I’ve seen two more Oscar-winning films this past week so I thought I’d share my reviews of them. Enjoy!
The Imitation Game
A couple of days ago I decided to watch The Imitation Game, a biographical film about mathematical genius Alan Turing (Benedict Cumberbatch) and his collaboration with MI6 during World War II which led to his creation of what is technically the world’s first computer. Unsurprisingly, Cumberbatch, who earned his first Oscar nomination for the role, did an incredible job. Despite having my reservations about this film, it turned out to be far better than I would’ve imagined.
What made it more compelling as a story was the non-explicit yet the truthful depiction of Turing as a homosexual during a time when being gay resulted in a prison sentence. The constant thru line of his true self being alluded to yet hidden away provided more meaning to the film’s title, The Imitation Game, and added an extra layer of depth the movie surely needed.

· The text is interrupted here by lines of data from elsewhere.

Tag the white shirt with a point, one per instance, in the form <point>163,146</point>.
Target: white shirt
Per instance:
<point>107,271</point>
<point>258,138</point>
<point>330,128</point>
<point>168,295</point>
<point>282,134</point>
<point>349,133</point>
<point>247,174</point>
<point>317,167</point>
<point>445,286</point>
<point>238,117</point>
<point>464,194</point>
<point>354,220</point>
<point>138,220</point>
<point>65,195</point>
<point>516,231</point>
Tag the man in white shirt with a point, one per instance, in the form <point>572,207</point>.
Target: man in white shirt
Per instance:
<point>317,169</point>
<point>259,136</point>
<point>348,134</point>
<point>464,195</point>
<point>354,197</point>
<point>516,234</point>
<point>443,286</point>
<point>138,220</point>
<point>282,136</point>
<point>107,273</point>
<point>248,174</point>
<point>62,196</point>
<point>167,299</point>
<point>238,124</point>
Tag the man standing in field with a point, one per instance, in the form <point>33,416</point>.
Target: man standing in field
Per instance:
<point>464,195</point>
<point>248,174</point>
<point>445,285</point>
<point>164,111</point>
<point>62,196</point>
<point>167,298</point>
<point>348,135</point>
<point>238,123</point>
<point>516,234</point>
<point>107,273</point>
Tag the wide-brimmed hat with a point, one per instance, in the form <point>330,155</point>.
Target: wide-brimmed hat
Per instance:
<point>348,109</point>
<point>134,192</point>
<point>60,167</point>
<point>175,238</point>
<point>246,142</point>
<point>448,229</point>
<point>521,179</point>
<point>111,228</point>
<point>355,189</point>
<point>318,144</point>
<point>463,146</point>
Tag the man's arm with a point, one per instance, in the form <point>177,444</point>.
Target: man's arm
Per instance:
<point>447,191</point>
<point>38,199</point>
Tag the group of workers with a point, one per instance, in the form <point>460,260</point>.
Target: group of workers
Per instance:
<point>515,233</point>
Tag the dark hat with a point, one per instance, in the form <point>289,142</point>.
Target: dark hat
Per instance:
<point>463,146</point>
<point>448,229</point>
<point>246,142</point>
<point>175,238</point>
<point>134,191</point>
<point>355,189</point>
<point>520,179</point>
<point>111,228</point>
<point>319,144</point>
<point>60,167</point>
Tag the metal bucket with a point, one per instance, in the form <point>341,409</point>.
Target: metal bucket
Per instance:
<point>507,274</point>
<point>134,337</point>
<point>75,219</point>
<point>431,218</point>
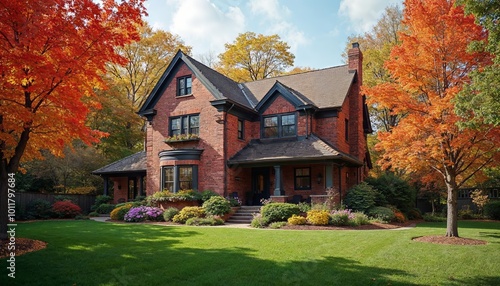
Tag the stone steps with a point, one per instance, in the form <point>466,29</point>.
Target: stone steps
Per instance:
<point>244,214</point>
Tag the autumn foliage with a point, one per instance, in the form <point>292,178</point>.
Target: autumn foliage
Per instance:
<point>52,56</point>
<point>428,69</point>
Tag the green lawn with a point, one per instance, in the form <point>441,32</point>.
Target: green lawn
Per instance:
<point>94,253</point>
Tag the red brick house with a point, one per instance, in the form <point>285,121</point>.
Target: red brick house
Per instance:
<point>287,137</point>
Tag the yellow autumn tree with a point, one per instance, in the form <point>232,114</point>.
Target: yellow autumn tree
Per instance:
<point>428,69</point>
<point>251,57</point>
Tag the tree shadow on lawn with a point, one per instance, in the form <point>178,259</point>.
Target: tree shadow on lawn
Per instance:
<point>152,255</point>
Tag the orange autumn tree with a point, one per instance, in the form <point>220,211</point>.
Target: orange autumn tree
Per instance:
<point>428,69</point>
<point>52,55</point>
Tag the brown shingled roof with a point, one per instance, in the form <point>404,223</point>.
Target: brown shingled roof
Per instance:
<point>289,150</point>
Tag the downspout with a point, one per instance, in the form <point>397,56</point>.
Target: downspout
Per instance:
<point>224,156</point>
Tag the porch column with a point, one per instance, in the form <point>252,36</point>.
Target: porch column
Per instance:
<point>277,181</point>
<point>141,186</point>
<point>105,185</point>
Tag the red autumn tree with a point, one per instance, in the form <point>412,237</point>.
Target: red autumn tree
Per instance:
<point>428,69</point>
<point>52,55</point>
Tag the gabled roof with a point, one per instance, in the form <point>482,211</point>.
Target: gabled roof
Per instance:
<point>325,88</point>
<point>135,163</point>
<point>293,150</point>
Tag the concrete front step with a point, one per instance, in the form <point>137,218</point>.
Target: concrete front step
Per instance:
<point>244,215</point>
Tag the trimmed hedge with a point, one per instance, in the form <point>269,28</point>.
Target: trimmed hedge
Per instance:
<point>279,212</point>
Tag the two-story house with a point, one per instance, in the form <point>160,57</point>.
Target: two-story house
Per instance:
<point>287,137</point>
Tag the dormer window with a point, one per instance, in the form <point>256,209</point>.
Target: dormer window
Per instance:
<point>184,85</point>
<point>276,126</point>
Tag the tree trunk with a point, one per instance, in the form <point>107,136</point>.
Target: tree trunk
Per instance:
<point>452,213</point>
<point>4,190</point>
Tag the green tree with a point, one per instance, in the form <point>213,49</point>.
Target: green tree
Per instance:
<point>479,101</point>
<point>147,60</point>
<point>251,57</point>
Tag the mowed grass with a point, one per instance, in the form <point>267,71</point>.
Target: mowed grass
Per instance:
<point>94,253</point>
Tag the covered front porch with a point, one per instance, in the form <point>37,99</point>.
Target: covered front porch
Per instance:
<point>298,170</point>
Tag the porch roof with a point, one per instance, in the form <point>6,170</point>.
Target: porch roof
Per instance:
<point>297,150</point>
<point>135,164</point>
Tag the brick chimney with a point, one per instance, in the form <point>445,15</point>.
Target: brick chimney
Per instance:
<point>356,61</point>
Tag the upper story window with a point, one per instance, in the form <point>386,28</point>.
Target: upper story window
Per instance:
<point>241,129</point>
<point>187,124</point>
<point>184,85</point>
<point>283,125</point>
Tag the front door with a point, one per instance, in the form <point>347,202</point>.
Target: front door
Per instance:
<point>260,185</point>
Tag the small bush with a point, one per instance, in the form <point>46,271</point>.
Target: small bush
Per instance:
<point>212,221</point>
<point>217,205</point>
<point>304,207</point>
<point>318,217</point>
<point>105,208</point>
<point>258,221</point>
<point>382,213</point>
<point>277,224</point>
<point>143,213</point>
<point>341,217</point>
<point>38,209</point>
<point>187,213</point>
<point>273,212</point>
<point>361,197</point>
<point>414,214</point>
<point>66,209</point>
<point>169,213</point>
<point>492,210</point>
<point>399,216</point>
<point>119,212</point>
<point>99,200</point>
<point>359,219</point>
<point>93,214</point>
<point>434,218</point>
<point>297,220</point>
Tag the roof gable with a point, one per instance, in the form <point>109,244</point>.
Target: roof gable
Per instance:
<point>295,98</point>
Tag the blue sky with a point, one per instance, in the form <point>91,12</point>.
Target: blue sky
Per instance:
<point>316,30</point>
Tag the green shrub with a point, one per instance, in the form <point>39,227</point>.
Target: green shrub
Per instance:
<point>207,194</point>
<point>169,213</point>
<point>66,209</point>
<point>93,214</point>
<point>297,220</point>
<point>392,190</point>
<point>212,221</point>
<point>38,209</point>
<point>277,224</point>
<point>304,207</point>
<point>119,212</point>
<point>414,214</point>
<point>187,213</point>
<point>434,218</point>
<point>492,210</point>
<point>360,197</point>
<point>360,218</point>
<point>217,205</point>
<point>105,208</point>
<point>273,212</point>
<point>318,217</point>
<point>341,217</point>
<point>381,213</point>
<point>99,200</point>
<point>259,221</point>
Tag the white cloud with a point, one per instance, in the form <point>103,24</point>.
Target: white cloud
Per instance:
<point>274,16</point>
<point>364,14</point>
<point>204,26</point>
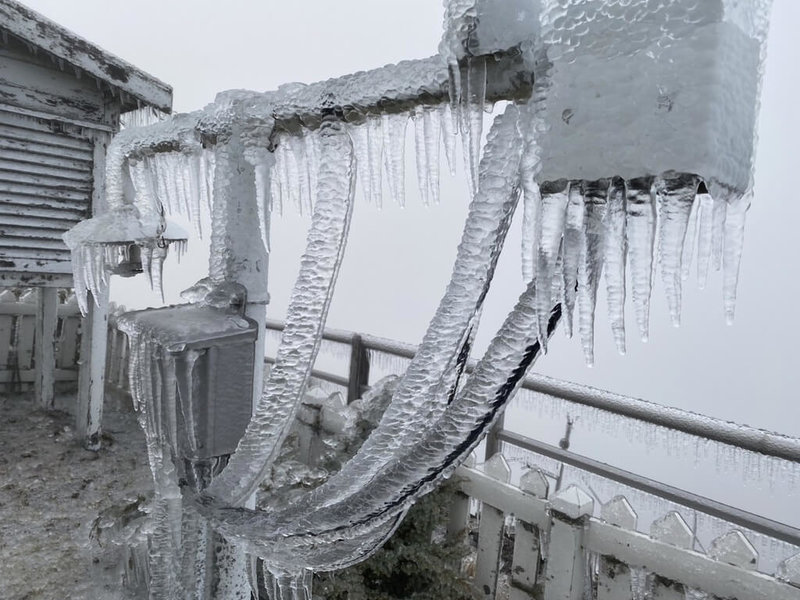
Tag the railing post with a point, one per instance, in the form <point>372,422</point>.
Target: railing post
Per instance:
<point>44,346</point>
<point>671,529</point>
<point>359,369</point>
<point>527,551</point>
<point>490,533</point>
<point>615,577</point>
<point>492,437</point>
<point>91,377</point>
<point>458,520</point>
<point>566,563</point>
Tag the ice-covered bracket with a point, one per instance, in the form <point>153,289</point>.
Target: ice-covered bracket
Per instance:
<point>631,97</point>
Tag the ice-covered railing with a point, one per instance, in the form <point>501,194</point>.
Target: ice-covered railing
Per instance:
<point>576,541</point>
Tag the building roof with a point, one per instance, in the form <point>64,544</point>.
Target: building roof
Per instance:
<point>136,88</point>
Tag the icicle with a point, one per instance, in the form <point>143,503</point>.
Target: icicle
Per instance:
<point>532,198</point>
<point>530,234</point>
<point>431,132</point>
<point>616,249</point>
<point>473,99</point>
<point>360,137</point>
<point>265,186</point>
<point>192,187</point>
<point>299,167</point>
<point>573,241</point>
<point>705,221</point>
<point>718,234</point>
<point>80,284</point>
<point>691,239</point>
<point>555,197</point>
<point>454,92</point>
<point>311,141</point>
<point>448,136</point>
<point>375,159</point>
<point>641,225</point>
<point>421,148</point>
<point>675,199</point>
<point>734,243</point>
<point>159,254</point>
<point>394,148</point>
<point>591,260</point>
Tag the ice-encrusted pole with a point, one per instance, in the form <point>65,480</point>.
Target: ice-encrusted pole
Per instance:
<point>305,320</point>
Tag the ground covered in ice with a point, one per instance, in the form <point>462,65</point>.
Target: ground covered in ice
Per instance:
<point>51,493</point>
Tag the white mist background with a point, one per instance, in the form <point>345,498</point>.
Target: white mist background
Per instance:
<point>398,261</point>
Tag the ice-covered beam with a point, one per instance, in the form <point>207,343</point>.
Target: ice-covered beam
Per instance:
<point>396,88</point>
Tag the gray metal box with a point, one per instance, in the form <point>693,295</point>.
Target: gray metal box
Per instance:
<point>214,353</point>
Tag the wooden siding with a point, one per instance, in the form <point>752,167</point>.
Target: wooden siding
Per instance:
<point>34,82</point>
<point>45,189</point>
<point>131,85</point>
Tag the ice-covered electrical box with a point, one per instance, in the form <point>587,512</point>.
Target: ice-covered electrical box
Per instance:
<point>205,358</point>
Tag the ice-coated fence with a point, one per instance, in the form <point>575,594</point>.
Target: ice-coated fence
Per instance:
<point>539,536</point>
<point>561,551</point>
<point>542,537</point>
<point>17,339</point>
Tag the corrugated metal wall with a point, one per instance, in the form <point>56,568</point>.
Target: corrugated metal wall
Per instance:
<point>45,188</point>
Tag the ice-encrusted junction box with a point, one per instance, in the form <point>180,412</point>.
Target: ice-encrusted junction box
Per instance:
<point>207,355</point>
<point>633,88</point>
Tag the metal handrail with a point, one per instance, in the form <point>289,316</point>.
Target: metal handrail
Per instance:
<point>730,514</point>
<point>741,436</point>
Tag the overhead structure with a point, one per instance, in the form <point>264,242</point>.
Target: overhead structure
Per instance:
<point>586,82</point>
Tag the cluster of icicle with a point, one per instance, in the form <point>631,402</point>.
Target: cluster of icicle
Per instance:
<point>576,231</point>
<point>379,145</point>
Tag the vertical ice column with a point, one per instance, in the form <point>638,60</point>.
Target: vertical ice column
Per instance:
<point>237,252</point>
<point>305,319</point>
<point>421,397</point>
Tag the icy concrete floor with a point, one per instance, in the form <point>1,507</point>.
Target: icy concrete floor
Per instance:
<point>51,492</point>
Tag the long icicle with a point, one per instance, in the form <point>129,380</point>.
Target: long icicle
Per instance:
<point>641,226</point>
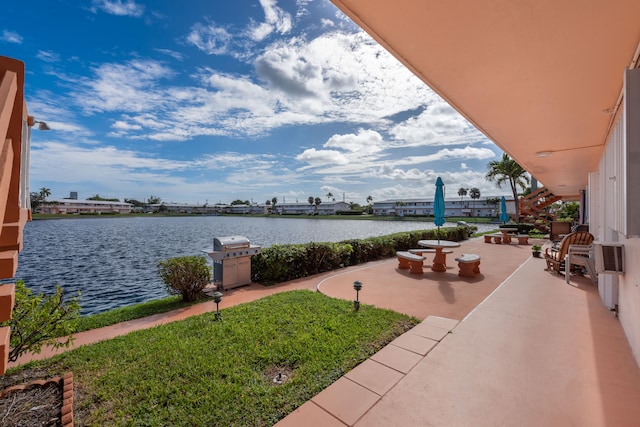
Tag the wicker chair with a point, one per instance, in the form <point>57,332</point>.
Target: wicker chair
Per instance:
<point>555,257</point>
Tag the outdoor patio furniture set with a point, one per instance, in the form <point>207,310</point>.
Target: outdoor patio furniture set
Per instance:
<point>573,253</point>
<point>413,259</point>
<point>505,236</point>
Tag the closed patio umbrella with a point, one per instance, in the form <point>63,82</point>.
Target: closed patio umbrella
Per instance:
<point>438,205</point>
<point>504,216</point>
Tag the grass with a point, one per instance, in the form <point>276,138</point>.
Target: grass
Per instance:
<point>136,311</point>
<point>201,372</point>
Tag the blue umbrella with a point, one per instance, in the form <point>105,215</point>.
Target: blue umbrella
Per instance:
<point>504,216</point>
<point>438,205</point>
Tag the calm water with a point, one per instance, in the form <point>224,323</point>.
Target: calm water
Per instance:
<point>112,260</point>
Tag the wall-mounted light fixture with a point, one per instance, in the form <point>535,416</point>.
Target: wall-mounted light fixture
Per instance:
<point>31,121</point>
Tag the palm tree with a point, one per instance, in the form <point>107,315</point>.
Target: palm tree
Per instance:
<point>462,192</point>
<point>508,170</point>
<point>474,193</point>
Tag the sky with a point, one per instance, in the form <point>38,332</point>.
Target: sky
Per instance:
<point>214,101</point>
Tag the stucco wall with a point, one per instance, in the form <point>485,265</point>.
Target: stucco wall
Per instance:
<point>629,297</point>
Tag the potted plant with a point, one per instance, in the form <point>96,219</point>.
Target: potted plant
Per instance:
<point>535,250</point>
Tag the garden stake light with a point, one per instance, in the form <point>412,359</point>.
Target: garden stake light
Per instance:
<point>357,285</point>
<point>217,297</point>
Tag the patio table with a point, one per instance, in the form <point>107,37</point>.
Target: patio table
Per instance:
<point>506,237</point>
<point>439,260</point>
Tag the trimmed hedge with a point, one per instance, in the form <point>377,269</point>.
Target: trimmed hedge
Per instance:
<point>281,263</point>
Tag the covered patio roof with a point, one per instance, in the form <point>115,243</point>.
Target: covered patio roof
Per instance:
<point>541,78</point>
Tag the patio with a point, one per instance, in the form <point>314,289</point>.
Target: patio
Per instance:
<point>535,352</point>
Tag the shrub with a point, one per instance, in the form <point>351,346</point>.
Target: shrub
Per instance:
<point>38,320</point>
<point>281,263</point>
<point>187,276</point>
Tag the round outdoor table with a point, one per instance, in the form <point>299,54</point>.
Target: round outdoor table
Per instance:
<point>439,261</point>
<point>506,237</point>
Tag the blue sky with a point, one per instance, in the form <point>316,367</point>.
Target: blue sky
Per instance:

Keira Knightley also did a tremendous job in the film, garnering a deserved Oscar nomination for her role as Turing’s best friend.
All in all, the film wasn’t the best biographical film I’ve seen (that still belongs to Malcolm X which Denzel Washington should’ve won Best Actor for, by the way) but it was a good one. I’ll give it 91 out of 100 and 4 out of 5 stars.
Yesterday I watched the 2020 Oscar-winning film The Father. You know the one where Anthony Hopkins won Best Actor over Chadwick Boseman in what would become a controversial turn. In actuality, it wasn’t controversial at all because Hopkins deserved the win tenfold.
The Father was a terrific movie that highlighted the blunt brutality of dementia in a really unique and powerful way. As I watched the film which earned itself another Oscar win for Best Adapted Screenplay I was simply blown away. It constantly left me guessing and when it concluded I felt like I had been sucked into this depressing, confusing vortex that refused to let me go.
Like I said before, there was a whole lot of buzz about Chadwick Boseman winning Best Actor but Hopkins brought such believability and tact to his role as an elderly man facing the frightening stages of dementia that there honestly was no competition. I’m not saying Boseman’s performance in Ma Rainey’s Black Bottom wasn’t great because it was…but Hopkins was greater.
Now, I still believe that Viola Davis deserved Best Actress over Frances McDormand by a mile, especially considering that McDormand was basically staring at rocks for roughly two hours. Hopkins, however, is one of the greatest actors of all time for a reason. He was remarkable…and so was the movie.
I’m giving that movie 95 out of 100 and 4.5 out of 5 stars.
I thank you for reading and I hope you have a fantastic day.